Because we didn’t cut the chord right away, and maybe because of the easier transition of womb to water, she didn’t cry right away. She literally opened her eyes and looked up at Bron who was right behind me . Of course who knows how well infants can see, but her eyes were open and just looked like she was trying to figure out what was going on.
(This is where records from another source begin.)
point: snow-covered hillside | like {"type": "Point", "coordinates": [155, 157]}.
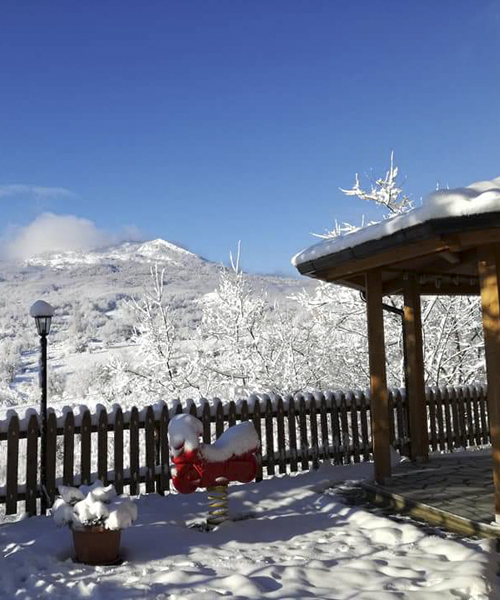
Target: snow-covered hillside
{"type": "Point", "coordinates": [92, 323]}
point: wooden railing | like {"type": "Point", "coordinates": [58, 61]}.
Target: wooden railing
{"type": "Point", "coordinates": [130, 448]}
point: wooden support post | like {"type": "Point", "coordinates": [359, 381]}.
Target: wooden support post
{"type": "Point", "coordinates": [489, 276]}
{"type": "Point", "coordinates": [419, 437]}
{"type": "Point", "coordinates": [378, 382]}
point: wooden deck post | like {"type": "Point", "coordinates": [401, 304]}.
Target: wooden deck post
{"type": "Point", "coordinates": [489, 276]}
{"type": "Point", "coordinates": [378, 383]}
{"type": "Point", "coordinates": [419, 436]}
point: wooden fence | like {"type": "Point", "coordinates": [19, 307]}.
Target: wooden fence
{"type": "Point", "coordinates": [130, 448]}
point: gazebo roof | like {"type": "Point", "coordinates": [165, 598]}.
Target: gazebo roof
{"type": "Point", "coordinates": [437, 241]}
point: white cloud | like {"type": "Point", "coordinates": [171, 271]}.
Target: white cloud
{"type": "Point", "coordinates": [50, 232]}
{"type": "Point", "coordinates": [39, 191]}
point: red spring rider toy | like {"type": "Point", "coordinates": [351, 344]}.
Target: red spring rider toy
{"type": "Point", "coordinates": [212, 466]}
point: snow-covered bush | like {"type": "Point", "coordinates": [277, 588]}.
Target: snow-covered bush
{"type": "Point", "coordinates": [95, 505]}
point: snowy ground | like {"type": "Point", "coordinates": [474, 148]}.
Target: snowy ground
{"type": "Point", "coordinates": [301, 542]}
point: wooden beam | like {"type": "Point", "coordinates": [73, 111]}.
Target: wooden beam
{"type": "Point", "coordinates": [403, 253]}
{"type": "Point", "coordinates": [379, 400]}
{"type": "Point", "coordinates": [467, 286]}
{"type": "Point", "coordinates": [415, 369]}
{"type": "Point", "coordinates": [489, 273]}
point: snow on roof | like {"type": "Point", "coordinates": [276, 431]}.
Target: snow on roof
{"type": "Point", "coordinates": [477, 198]}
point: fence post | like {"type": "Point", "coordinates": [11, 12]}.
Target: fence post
{"type": "Point", "coordinates": [69, 448]}
{"type": "Point", "coordinates": [118, 451]}
{"type": "Point", "coordinates": [102, 447]}
{"type": "Point", "coordinates": [32, 465]}
{"type": "Point", "coordinates": [134, 451]}
{"type": "Point", "coordinates": [12, 465]}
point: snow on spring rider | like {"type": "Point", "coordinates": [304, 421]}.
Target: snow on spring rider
{"type": "Point", "coordinates": [211, 466]}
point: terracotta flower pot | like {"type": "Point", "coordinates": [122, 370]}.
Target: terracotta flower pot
{"type": "Point", "coordinates": [96, 545]}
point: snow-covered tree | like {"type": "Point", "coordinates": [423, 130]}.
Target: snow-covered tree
{"type": "Point", "coordinates": [385, 192]}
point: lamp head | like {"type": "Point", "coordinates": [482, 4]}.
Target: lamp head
{"type": "Point", "coordinates": [42, 312]}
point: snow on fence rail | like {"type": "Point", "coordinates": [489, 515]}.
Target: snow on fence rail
{"type": "Point", "coordinates": [130, 448]}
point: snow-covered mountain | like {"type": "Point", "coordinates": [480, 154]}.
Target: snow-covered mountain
{"type": "Point", "coordinates": [89, 291]}
{"type": "Point", "coordinates": [113, 272]}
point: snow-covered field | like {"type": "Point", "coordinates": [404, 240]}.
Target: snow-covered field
{"type": "Point", "coordinates": [300, 541]}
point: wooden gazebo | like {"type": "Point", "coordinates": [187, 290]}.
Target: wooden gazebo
{"type": "Point", "coordinates": [453, 255]}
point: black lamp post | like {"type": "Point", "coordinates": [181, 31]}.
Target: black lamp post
{"type": "Point", "coordinates": [42, 313]}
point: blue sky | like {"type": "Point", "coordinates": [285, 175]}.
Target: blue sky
{"type": "Point", "coordinates": [206, 122]}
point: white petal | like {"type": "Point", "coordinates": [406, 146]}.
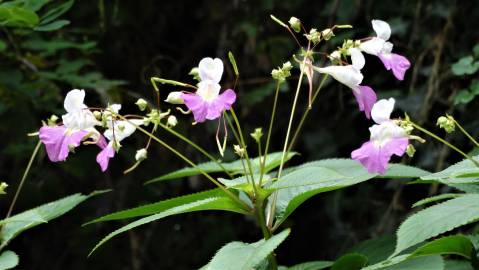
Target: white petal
{"type": "Point", "coordinates": [373, 46]}
{"type": "Point", "coordinates": [382, 110]}
{"type": "Point", "coordinates": [347, 75]}
{"type": "Point", "coordinates": [74, 100]}
{"type": "Point", "coordinates": [211, 69]}
{"type": "Point", "coordinates": [357, 58]}
{"type": "Point", "coordinates": [382, 29]}
{"type": "Point", "coordinates": [208, 90]}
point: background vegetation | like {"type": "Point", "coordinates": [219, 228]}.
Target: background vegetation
{"type": "Point", "coordinates": [112, 48]}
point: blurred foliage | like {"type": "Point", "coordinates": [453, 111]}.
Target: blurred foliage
{"type": "Point", "coordinates": [112, 48]}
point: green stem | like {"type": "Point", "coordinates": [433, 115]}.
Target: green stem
{"type": "Point", "coordinates": [191, 163]}
{"type": "Point", "coordinates": [305, 114]}
{"type": "Point", "coordinates": [268, 137]}
{"type": "Point", "coordinates": [285, 146]}
{"type": "Point", "coordinates": [24, 177]}
{"type": "Point", "coordinates": [466, 133]}
{"type": "Point", "coordinates": [444, 142]}
{"type": "Point", "coordinates": [197, 147]}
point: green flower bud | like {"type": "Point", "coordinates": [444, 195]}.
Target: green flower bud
{"type": "Point", "coordinates": [295, 23]}
{"type": "Point", "coordinates": [142, 104]}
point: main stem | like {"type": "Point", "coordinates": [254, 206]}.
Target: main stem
{"type": "Point", "coordinates": [444, 142]}
{"type": "Point", "coordinates": [285, 146]}
{"type": "Point", "coordinates": [24, 177]}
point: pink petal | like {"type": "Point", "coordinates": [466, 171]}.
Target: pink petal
{"type": "Point", "coordinates": [103, 158]}
{"type": "Point", "coordinates": [366, 97]}
{"type": "Point", "coordinates": [376, 158]}
{"type": "Point", "coordinates": [398, 63]}
{"type": "Point", "coordinates": [57, 141]}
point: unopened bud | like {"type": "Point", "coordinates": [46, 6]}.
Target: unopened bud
{"type": "Point", "coordinates": [295, 23]}
{"type": "Point", "coordinates": [141, 154]}
{"type": "Point", "coordinates": [171, 121]}
{"type": "Point", "coordinates": [257, 134]}
{"type": "Point", "coordinates": [175, 98]}
{"type": "Point", "coordinates": [447, 123]}
{"type": "Point", "coordinates": [142, 104]}
{"type": "Point", "coordinates": [327, 33]}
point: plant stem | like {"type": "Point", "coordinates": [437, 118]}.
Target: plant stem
{"type": "Point", "coordinates": [191, 163]}
{"type": "Point", "coordinates": [24, 177]}
{"type": "Point", "coordinates": [197, 147]}
{"type": "Point", "coordinates": [305, 114]}
{"type": "Point", "coordinates": [268, 137]}
{"type": "Point", "coordinates": [444, 142]}
{"type": "Point", "coordinates": [285, 146]}
{"type": "Point", "coordinates": [466, 133]}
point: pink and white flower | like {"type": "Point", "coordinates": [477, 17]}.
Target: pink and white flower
{"type": "Point", "coordinates": [207, 103]}
{"type": "Point", "coordinates": [382, 48]}
{"type": "Point", "coordinates": [117, 131]}
{"type": "Point", "coordinates": [78, 125]}
{"type": "Point", "coordinates": [387, 139]}
{"type": "Point", "coordinates": [351, 76]}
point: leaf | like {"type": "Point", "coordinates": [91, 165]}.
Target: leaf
{"type": "Point", "coordinates": [220, 202]}
{"type": "Point", "coordinates": [317, 265]}
{"type": "Point", "coordinates": [436, 198]}
{"type": "Point", "coordinates": [465, 66]}
{"type": "Point", "coordinates": [52, 26]}
{"type": "Point", "coordinates": [16, 224]}
{"type": "Point", "coordinates": [460, 173]}
{"type": "Point", "coordinates": [456, 244]}
{"type": "Point", "coordinates": [303, 182]}
{"type": "Point", "coordinates": [437, 219]}
{"type": "Point", "coordinates": [17, 17]}
{"type": "Point", "coordinates": [208, 203]}
{"type": "Point", "coordinates": [352, 261]}
{"type": "Point", "coordinates": [8, 260]}
{"type": "Point", "coordinates": [243, 256]}
{"type": "Point", "coordinates": [235, 167]}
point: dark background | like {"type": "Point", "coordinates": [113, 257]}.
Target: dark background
{"type": "Point", "coordinates": [134, 40]}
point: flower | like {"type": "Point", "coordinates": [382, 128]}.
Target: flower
{"type": "Point", "coordinates": [207, 103]}
{"type": "Point", "coordinates": [78, 125]}
{"type": "Point", "coordinates": [381, 47]}
{"type": "Point", "coordinates": [117, 131]}
{"type": "Point", "coordinates": [387, 139]}
{"type": "Point", "coordinates": [351, 76]}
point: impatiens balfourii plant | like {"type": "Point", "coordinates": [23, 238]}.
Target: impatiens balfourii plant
{"type": "Point", "coordinates": [261, 186]}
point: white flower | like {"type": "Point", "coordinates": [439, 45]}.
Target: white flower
{"type": "Point", "coordinates": [210, 69]}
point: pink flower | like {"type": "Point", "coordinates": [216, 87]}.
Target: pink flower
{"type": "Point", "coordinates": [382, 48]}
{"type": "Point", "coordinates": [387, 139]}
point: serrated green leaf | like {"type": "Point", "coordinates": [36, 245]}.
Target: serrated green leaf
{"type": "Point", "coordinates": [197, 205]}
{"type": "Point", "coordinates": [8, 260]}
{"type": "Point", "coordinates": [52, 26]}
{"type": "Point", "coordinates": [17, 17]}
{"type": "Point", "coordinates": [242, 256]}
{"type": "Point", "coordinates": [436, 198]}
{"type": "Point", "coordinates": [235, 167]}
{"type": "Point", "coordinates": [437, 219]}
{"type": "Point", "coordinates": [352, 261]}
{"type": "Point", "coordinates": [450, 245]}
{"type": "Point", "coordinates": [14, 225]}
{"type": "Point", "coordinates": [317, 265]}
{"type": "Point", "coordinates": [220, 202]}
{"type": "Point", "coordinates": [303, 182]}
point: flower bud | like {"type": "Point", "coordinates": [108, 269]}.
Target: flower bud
{"type": "Point", "coordinates": [257, 134]}
{"type": "Point", "coordinates": [141, 155]}
{"type": "Point", "coordinates": [295, 23]}
{"type": "Point", "coordinates": [327, 33]}
{"type": "Point", "coordinates": [447, 123]}
{"type": "Point", "coordinates": [3, 186]}
{"type": "Point", "coordinates": [141, 103]}
{"type": "Point", "coordinates": [175, 98]}
{"type": "Point", "coordinates": [171, 121]}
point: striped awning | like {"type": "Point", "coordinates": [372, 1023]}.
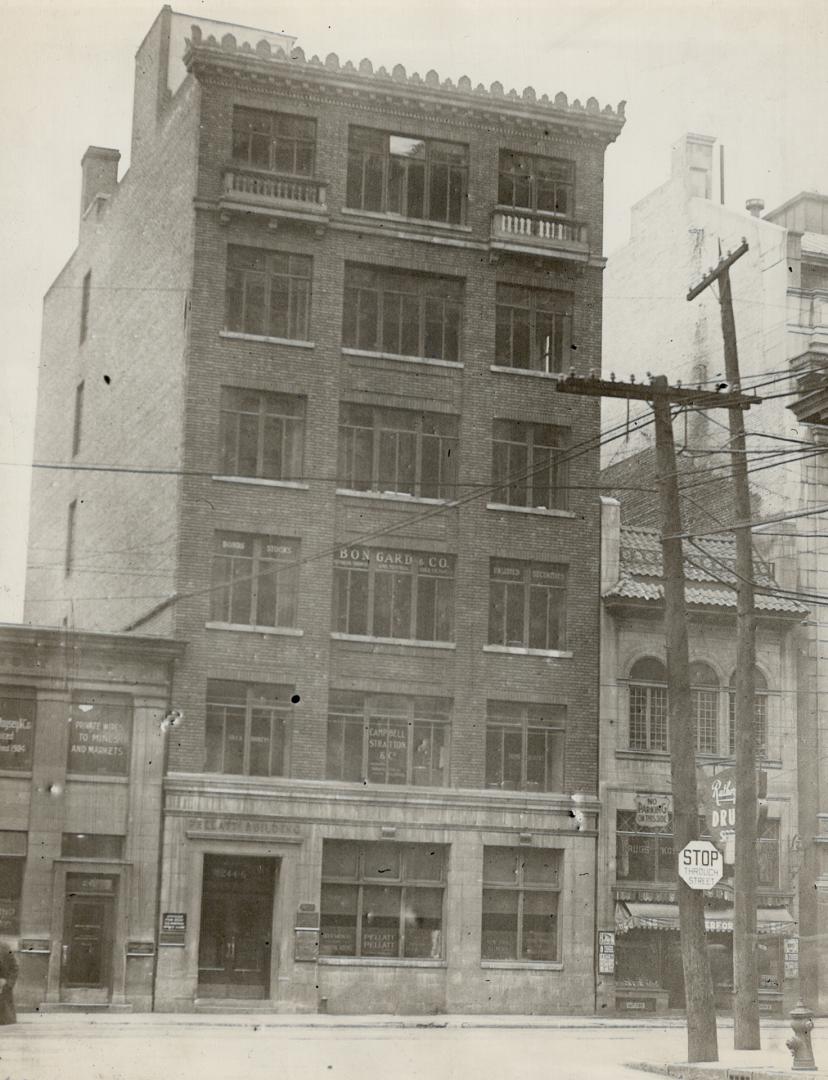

It was just crazy! 30 seconds before, I was in major pain and anguish and it was loud;) . And then she was here, quietly on my shoulder , “looking” around. Bron told me she looked like my Dad. We just looked at her and couldn’t believe how little and how pretty she was !! I was so glad it was over and so glad Emmylou was here with us ! MerryLee splashed her with water to get her clean, and I said “I can’t believe how loud I was !!” She laughed, “You weren’t that bad.” Oh, but I was. ūüėČ

Some people don’t like the idea of water birth, because then after baby is born, you’re in there with all the after-birth stuff;} But truly, I have no memories of that ! When I look back on this moment, it’s just me and Bron and baby Emmy looking at each other and being so happy. I can’t remember what the water looked like. Sorry, weird note to end on perhaps?

In John 11 it says, “When a woman is giving birth, she has sorrow because her hour has come, but when she has delivered the baby, she no longer remembers the anguish, for joy that a human being has been born into the world.”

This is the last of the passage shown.